Spamhaus Intelligence API

The Spamhaus Intelligence API (SIA) is a framework to provide convenient access for users to different datasets, giving them flexibility to utilize this data across multiple applications, services and products.

The framework comprises of several API endpoints. One is used to authenticate users and give them a token. This token is used to query the other endpoints.

The following is a list of all available endpoints and how to use them.

Login

To access the API, each request must have a proper Authorization header.

The Authorization header must be in the form:

Authorization: Bearer <AUTH TOKEN>

<AUTH TOKEN> is a string obtained through the following login API call.

Issue a call to the Login API which is accessed from the URL path /api/v1/login and send a POST request containing a JSON object that includes the username and password fields with the correct values as the following example shows:

curl -s -d '{"username":"[email protected]", "password":"m4g1c", "realm":"intel"}' \
	https://api.spamhaus.org/api/v1/login

username is the email address associated with your SIA account
password is the SIA password assigned to such user
realm is -as far SIA is involved- always intel

In the case of success, the HTTP status code will be 200 and the body will contain a JSON object similar to the following one:

{
  "code": 200,
  "token": "eyJ0eXAi[......]dx2UTSGcyEKvU",
  "expires": 1583252180
}

The successful JSON response object will include an “expires” integer field representing the unix timestamp of when the token will expire. Usually each token has a validity of 24h.

In the case of authentication failure, the API will return a different status code and an associated error message as part of the JSON object:

{
  "code": 401,
  "message": "Authentication failed"
}

When an auth token has expired any subsequent API requests will result in a 401 Unauthorized HTTP response code. In this case a new auth token is needed before sending additional API requests.

However, there is no need to wait until a token has expired before requesting a new one. We recommend refreshing the token when the current one is close to expiration.

NOTE: Please do NOT request an auth token for each API request. To protect against brute force attacks this action is penalized and may result in API access being temporarily blocked.
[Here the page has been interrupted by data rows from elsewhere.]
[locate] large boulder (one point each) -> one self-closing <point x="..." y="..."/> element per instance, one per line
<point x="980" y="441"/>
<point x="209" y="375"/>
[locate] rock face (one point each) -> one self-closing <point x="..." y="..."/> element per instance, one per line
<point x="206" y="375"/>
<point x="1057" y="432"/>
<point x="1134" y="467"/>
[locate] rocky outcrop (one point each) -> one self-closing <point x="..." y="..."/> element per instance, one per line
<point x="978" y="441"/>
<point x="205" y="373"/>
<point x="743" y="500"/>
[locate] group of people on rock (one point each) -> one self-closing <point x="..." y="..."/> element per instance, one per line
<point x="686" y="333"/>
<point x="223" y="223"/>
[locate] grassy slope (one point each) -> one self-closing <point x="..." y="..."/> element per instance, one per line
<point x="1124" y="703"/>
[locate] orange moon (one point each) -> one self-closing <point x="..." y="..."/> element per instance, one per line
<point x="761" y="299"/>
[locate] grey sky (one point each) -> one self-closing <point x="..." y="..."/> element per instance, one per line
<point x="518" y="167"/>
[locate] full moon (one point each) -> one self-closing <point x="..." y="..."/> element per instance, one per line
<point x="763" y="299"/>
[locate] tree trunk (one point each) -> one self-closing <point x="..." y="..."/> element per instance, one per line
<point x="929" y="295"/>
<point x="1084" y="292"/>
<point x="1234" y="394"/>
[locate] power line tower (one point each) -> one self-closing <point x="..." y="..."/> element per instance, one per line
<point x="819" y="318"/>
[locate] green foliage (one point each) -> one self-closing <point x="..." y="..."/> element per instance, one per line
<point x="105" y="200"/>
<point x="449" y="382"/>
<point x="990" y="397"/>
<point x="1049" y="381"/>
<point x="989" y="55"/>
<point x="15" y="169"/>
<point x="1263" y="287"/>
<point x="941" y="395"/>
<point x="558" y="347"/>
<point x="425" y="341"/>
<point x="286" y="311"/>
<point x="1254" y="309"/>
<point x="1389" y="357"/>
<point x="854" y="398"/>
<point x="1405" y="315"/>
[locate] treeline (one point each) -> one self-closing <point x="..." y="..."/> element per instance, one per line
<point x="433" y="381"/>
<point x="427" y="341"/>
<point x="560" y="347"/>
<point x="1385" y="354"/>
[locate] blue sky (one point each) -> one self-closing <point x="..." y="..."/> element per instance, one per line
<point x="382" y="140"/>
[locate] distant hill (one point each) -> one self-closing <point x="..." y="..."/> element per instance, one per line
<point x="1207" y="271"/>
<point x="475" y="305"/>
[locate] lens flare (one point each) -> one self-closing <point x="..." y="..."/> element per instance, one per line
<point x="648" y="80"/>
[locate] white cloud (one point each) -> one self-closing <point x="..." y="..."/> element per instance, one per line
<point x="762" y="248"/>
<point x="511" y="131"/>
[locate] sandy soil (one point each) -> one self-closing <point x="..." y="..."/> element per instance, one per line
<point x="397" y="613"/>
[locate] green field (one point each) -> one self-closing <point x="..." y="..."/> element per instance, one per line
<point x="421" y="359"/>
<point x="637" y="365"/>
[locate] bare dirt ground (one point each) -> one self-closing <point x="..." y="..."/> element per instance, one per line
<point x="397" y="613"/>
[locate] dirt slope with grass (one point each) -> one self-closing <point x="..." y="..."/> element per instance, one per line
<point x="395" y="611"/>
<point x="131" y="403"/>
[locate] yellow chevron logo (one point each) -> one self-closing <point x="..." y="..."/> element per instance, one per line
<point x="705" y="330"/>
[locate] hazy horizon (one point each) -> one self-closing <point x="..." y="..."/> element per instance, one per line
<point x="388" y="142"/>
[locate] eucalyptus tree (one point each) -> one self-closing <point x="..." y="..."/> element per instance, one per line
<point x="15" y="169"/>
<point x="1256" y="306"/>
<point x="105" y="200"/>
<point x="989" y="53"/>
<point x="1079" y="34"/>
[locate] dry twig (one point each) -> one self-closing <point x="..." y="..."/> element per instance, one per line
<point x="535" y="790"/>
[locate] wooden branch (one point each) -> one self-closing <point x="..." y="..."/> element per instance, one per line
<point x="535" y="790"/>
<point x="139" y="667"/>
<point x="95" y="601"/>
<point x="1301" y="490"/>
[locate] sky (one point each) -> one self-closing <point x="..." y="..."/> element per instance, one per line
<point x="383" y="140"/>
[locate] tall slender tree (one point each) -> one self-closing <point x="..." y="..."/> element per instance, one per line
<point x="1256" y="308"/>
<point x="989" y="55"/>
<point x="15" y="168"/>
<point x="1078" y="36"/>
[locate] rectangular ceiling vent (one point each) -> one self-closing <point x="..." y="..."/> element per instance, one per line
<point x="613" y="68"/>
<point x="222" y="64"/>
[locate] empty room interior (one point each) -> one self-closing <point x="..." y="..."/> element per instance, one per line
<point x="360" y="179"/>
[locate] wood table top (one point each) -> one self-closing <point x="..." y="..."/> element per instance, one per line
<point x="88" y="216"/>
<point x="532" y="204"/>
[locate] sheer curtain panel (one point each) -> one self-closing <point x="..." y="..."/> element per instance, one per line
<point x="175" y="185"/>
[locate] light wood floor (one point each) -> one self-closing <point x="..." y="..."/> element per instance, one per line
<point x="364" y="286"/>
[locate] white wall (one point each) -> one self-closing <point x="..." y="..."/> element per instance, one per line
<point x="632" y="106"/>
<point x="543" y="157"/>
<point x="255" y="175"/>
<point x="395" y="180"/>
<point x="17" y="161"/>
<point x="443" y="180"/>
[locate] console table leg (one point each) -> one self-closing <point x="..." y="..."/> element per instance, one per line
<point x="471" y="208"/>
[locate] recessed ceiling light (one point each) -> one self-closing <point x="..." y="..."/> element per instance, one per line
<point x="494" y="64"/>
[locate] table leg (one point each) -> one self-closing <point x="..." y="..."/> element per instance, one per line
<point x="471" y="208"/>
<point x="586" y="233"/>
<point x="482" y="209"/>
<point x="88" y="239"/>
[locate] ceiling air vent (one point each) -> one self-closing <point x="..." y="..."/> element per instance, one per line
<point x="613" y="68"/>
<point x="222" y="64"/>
Additionally, it will make the service extremely slow due to the added latency introduced by the repeated authentication sessions.

Limits and counters

Access to SIA comes with limits to the number of queries that can be run over specified time frames.
The limits API endpoint gives the ability to check the maximum query limits applied to the account in use, and the number of queries used so far for each different limit e.g. 24 hours and 30 days.

Usage example:

curl -sH 'Authorization: Bearer <AUTH TOKEN>' \
        https://api.spamhaus.org/api/intel/v1/limits

This query returns a JSON object like this:

{
  "status": 200,
  "account": {
    "sub": "3534543",
    "usr": "[email protected]"
  },
  "limits": {
    "ads": "XBL,BCL,CSS",
    "trs": "base",
    "qms": 1000,
    "qmh": 1500,
    "rl_qph": 3600,
    "rl_qpm": 60,
    "rl_qps": 1
  },
  "current": {
    "qpm": 18,
    "qpd": 18,
    "rl_qph": 5,
    "rl_qpm": 0,
    "rl_qps": 0
  }
}

Field explanations:

code - will be 200 in the case of success; otherwise an error occurred
account - an object which shows the account properties:
- sub - shows the account subscription identifier
- usr - shows the account username
limits - an object containing the global limits of the account
- ads - allowed queries datasets (comma separated list)
- trs - identifier of the access level, defaults to “base”
- qms - an integer showing the max number of queries per month allowed (soft limit)
- qmh - an integer showing the max number of queries per month allowed (hard limit)
- rl_qph - an integer showing the rate limit applied (queries per hour)
- rl_qpm - an integer showing the rate limit applied (queries per minute)
- rl_qps - an integer showing the rate limit applied (queries per second)
current - an object containing the current counters of the account
- qpm - shows the number of actual queries performed during the current month
- qpd - shows the number of actual queries performed during the current day
- rl_qph - an integer showing the rate limit current counter (queries per hour)
- rl_qpm - an integer showing the rate limit current counter (queries per minute)
- rl_qps - an integer showing the rate limit current counter (queries per second)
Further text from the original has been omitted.